Like there’s this thing where it’s good luck to say “rabbit, rabbit” first thing the first day of the month. Probably that’s extra good to say first thing the first day of the year. I guess after waking up the next morning. If you aren’t going to say that then you want to say something that’s going to set the year on a positive tone. For me that ended up “what the heck are the people in the next room doing?” Because they had some low-level rattling noise going from about 8 am and you don’t want to hear someone practicing their small drum in the hotel. If we discount that on the grounds I fell right back asleep then my first words would be something like “the hotel Internet still isn’t working,” which didn’t get the year off on any better footing. It’s enough to make me wonder if I’d be better off starting the year with my mouth taped shut until I’m quite sure I have something worthwhile to say.

It would not, because I’d need lunch. And where to have the first lunch of the New Year? Home? Where’s the fun in that? The bagel place while reading the alt-weekly to see how its crossword puzzle has gone wrong this week? Great except the place is apparently closed for the holiday? Maybe I could wait until later in the week to eat? How about to the Obviously Used To Be An Arthur Treacher’s Fish And Chips That’s Carrying On Without The Arthur Treacher’s Name And Still Looks Like It’s 1989 Inside? That’s tempting but who can be sure they’re open on a holiday, or any other day? The sign out front might be rotating, but we’re pretty sure that’s just because it’s a breezy day. There’s the Kewpie Doll restaurant but we’re pretty sure that’s always closed. Once again, paralysis.

Or there’s just being online. Someone could start the year off right by saying just the right thing in the right social hangout. Here’s a thread arguing how on Star Trek: Voyager it’s just absurdly implausible that a Vulcan could have black skin instead of dark green skin. I check the calendar. No, it does say it’s 2017. Possibly everybody is confused on the point. I would understand, since 2016 gave us all the experience of living in a year whose every book about will be subtitled Twelve Months That Changed The World. But we do have to be going on to 2017. The alternative is taking a gap year between 2016 and 2018. I admit there’s some appeal to that. But it’ll leave us with something like twelve months of our feet dangling loose and we can’t do that either for some reason. Probably having to do with parliamentary procedure. Well, this could be just the right flame war to kick off the 2017 Pointless Online Arguments Season. Oh, the thread’s locked.
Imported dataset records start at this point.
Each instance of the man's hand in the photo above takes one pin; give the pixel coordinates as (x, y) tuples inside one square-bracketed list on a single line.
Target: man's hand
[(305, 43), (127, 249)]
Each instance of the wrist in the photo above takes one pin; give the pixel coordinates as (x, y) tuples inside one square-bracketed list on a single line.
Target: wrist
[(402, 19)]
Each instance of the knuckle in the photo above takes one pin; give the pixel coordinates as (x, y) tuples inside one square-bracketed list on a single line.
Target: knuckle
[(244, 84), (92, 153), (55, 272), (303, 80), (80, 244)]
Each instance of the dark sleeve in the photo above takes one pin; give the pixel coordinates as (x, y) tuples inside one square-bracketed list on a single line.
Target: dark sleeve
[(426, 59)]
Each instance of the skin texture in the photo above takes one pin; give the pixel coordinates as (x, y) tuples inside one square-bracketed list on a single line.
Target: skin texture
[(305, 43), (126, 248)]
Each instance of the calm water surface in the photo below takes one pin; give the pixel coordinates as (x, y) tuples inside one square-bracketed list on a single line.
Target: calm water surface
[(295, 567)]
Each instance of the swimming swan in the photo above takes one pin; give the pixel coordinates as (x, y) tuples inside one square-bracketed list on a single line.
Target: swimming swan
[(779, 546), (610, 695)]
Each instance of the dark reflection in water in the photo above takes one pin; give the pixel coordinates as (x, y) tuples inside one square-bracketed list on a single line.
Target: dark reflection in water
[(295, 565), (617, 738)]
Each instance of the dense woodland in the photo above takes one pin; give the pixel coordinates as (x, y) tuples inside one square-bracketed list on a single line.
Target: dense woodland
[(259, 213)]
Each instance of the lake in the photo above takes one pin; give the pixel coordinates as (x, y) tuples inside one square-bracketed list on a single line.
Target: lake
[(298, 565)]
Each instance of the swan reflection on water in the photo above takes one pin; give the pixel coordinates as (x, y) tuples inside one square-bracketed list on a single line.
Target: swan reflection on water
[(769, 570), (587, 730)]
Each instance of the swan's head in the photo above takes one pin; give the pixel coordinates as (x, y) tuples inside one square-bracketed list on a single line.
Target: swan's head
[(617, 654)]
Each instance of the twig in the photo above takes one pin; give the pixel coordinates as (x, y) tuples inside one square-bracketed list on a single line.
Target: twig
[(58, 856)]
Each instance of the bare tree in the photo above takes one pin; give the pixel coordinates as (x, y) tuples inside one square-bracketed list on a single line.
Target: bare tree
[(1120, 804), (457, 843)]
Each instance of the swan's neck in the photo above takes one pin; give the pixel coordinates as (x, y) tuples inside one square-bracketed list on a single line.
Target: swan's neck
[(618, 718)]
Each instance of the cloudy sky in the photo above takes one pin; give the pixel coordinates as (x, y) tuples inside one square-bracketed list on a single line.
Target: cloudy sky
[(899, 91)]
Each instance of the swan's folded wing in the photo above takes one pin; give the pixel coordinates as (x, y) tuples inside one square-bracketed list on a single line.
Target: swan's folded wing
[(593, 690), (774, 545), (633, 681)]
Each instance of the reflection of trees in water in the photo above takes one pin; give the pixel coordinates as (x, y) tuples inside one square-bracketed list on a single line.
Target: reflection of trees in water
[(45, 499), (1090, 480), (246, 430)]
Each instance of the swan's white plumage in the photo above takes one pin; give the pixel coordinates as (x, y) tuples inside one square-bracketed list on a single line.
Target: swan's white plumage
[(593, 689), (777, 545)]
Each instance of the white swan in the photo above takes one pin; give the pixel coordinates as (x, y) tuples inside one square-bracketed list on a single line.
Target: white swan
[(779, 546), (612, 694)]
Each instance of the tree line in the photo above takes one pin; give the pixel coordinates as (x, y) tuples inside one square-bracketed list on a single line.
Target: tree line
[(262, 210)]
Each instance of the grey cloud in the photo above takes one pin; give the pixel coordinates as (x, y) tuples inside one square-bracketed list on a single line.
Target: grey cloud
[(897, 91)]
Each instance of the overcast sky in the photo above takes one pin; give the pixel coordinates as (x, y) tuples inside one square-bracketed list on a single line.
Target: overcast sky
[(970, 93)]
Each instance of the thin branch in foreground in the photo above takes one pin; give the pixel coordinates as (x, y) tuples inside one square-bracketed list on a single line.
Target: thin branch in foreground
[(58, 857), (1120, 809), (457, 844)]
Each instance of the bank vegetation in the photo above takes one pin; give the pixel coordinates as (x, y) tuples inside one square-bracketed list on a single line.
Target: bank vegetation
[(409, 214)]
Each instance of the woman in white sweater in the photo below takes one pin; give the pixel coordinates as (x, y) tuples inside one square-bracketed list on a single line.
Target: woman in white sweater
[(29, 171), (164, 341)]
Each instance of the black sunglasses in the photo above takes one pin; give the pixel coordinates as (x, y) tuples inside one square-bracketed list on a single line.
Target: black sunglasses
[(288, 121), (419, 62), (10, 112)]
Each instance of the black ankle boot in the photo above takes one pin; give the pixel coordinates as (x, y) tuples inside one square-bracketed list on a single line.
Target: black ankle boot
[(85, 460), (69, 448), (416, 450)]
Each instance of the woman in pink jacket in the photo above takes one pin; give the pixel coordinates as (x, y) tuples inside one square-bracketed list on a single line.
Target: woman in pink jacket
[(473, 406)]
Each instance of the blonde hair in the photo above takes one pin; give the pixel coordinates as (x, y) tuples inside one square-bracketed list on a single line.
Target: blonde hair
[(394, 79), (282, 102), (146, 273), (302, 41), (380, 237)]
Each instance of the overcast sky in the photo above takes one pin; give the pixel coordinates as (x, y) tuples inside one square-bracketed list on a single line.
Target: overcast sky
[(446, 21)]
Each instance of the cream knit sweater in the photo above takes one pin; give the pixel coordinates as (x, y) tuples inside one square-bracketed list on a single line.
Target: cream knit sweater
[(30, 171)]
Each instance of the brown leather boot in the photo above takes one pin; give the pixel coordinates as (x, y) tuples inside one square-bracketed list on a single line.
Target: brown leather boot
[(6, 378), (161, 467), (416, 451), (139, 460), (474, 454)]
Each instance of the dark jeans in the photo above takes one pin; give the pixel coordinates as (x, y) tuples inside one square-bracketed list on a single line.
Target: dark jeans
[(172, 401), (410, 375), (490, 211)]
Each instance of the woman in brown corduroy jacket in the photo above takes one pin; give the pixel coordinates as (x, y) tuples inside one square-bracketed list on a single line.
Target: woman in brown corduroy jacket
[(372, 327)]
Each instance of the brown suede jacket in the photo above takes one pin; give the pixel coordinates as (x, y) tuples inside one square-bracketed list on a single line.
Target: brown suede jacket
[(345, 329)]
So there’s my paralysis. Get the new year off to any decent start? I can’t figure a way to do it. If you have any please write, care of some department. Use the right typeface! Meanwhile I’ll be in here, not doing anything because there’s no starting. Send help, if you can even.

Another Blog, Meanwhile Index

The Another Blog, Meanwhile index dropped two points and fears it’ll never get out of the Philadelphia airport. It would like to, and it’s been following signs to the exit, but somehow the signs always end, no longer pointing to anything, without giving any hint how to get out of anything. It’s kind of eerie and suggests that traders are caught in some fairy tale about the futility of trying or something like that.